Каждый видит результат своей деятельности день за днём — что хорошо компании, то хорошо и сотруднику. Чем успешнее Southbridge, тем больше возможностей у каждого участника команды. По личному опыту могу сказать, что вклад в деятельность компании виден и осязаем — и потому хочется сделать больше и лучше. Практически не бывает таких ситуаций, когда ты стараешься-стараешься, просто горишь на работе — а это никому не нужно.
Есть постоянная смена деятельности. Сегодня ты настраиваешь сервер, завтра пишешь регламент, послезавтра запускаешь кластер. Не бывает такого, чтобы сотрудник увлекся одной задачей и погрузился в нее на пару месяцев.
У нас поощряется саморазвитие, обучение и самореализация.
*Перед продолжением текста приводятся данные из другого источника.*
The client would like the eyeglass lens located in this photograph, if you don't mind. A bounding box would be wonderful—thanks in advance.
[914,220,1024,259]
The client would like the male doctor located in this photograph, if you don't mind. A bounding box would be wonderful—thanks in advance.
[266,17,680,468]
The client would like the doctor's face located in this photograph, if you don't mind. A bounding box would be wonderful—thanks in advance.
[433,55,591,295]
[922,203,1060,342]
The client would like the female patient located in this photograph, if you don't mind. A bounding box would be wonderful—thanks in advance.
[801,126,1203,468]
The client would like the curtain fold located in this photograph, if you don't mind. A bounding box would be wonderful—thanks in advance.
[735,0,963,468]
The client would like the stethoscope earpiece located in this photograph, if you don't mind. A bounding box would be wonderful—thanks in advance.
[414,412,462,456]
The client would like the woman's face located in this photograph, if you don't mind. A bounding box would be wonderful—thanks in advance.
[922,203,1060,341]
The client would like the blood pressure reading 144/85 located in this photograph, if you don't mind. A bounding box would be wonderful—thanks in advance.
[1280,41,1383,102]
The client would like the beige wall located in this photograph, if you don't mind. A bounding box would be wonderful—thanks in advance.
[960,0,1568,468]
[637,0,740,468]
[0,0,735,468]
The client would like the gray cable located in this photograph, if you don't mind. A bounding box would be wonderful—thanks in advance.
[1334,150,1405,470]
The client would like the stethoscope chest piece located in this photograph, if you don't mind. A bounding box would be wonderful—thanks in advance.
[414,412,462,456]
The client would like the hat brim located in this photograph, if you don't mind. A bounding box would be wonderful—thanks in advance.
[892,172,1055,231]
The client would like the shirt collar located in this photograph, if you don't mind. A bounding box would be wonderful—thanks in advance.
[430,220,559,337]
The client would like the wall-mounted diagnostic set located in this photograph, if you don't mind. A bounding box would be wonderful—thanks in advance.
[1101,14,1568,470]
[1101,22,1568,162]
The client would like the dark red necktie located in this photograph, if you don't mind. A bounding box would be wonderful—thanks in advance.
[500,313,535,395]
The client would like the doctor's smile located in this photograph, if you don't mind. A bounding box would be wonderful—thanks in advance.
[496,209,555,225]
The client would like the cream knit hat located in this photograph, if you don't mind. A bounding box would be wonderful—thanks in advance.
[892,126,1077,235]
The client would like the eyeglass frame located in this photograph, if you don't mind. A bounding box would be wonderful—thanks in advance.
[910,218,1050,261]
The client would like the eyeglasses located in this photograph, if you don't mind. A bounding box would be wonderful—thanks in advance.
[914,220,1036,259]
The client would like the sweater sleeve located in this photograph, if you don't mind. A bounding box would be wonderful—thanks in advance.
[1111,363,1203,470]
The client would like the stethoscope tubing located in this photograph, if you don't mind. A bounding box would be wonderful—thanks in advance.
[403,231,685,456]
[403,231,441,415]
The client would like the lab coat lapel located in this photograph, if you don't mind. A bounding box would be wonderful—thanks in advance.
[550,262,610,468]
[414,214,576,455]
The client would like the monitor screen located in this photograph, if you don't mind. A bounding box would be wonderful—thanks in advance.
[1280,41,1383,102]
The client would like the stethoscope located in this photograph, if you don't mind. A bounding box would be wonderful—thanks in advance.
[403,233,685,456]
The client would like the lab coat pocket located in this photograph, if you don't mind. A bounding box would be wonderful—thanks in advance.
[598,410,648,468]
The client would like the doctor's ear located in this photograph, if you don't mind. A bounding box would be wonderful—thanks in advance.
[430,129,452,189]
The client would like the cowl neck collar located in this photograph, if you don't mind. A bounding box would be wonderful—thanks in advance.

Если человек хочет обучаться, если желает узнать новое — ему зелёный свет и открытая дорога. Компания оплачивает все профильные курсы.
Нейрофизиологические причины burn out до сих пор обсуждаются, есть ряд гипотез, но устоявшейся теории пока что нет. Да, это явное нарушение нейромедиаторного обмена. Да, процессы довольно схожи с депрессивно-тревожным расстройством. Нарушается мотивация, ухудшается работоспособность, перестаёт радовать и увлекать то, что было важно совсем недавно — недостаток дофамина в синаптической щели между нейронами. Нарушается сон, аппетит, усиливается тревожность, выхолащиваются эмоции, начинает шалить вегетатика — проблемы с серотонином.
Именно потому не могу в полной мере согласиться с гипотезой Даниила Подольского в начале статьи. Толерантность дофаминовых рецепторов, или дофаминовое выгорание, проявляется чаще всего в других случаях — игромания, алкоголизм, наркомания, порнография, синдром упущенной выгоды (FoMO) и другие аддиктивные сценарии. Профессиональное выгорание — это сбой адаптационных механизмов, реакция на постоянный стресс и когнитивный диссонанс. И в итоге сбой нейромедиаторного обмена.
Невозможно полностью убрать риски возникновения профессионального выгорания и депрессии. Мы все уникальны. У каждого свой запас прочности, свои резервы адаптационных механизмов. Но от компании зависит — увеличится риск пограничного расстройства психики или уменьшится. И с какими потерями человек из этого состояния выйдет, если выгорание всё же случилось.
Неважно, сколько раз ты падал. Важно, сколько раз поднялся.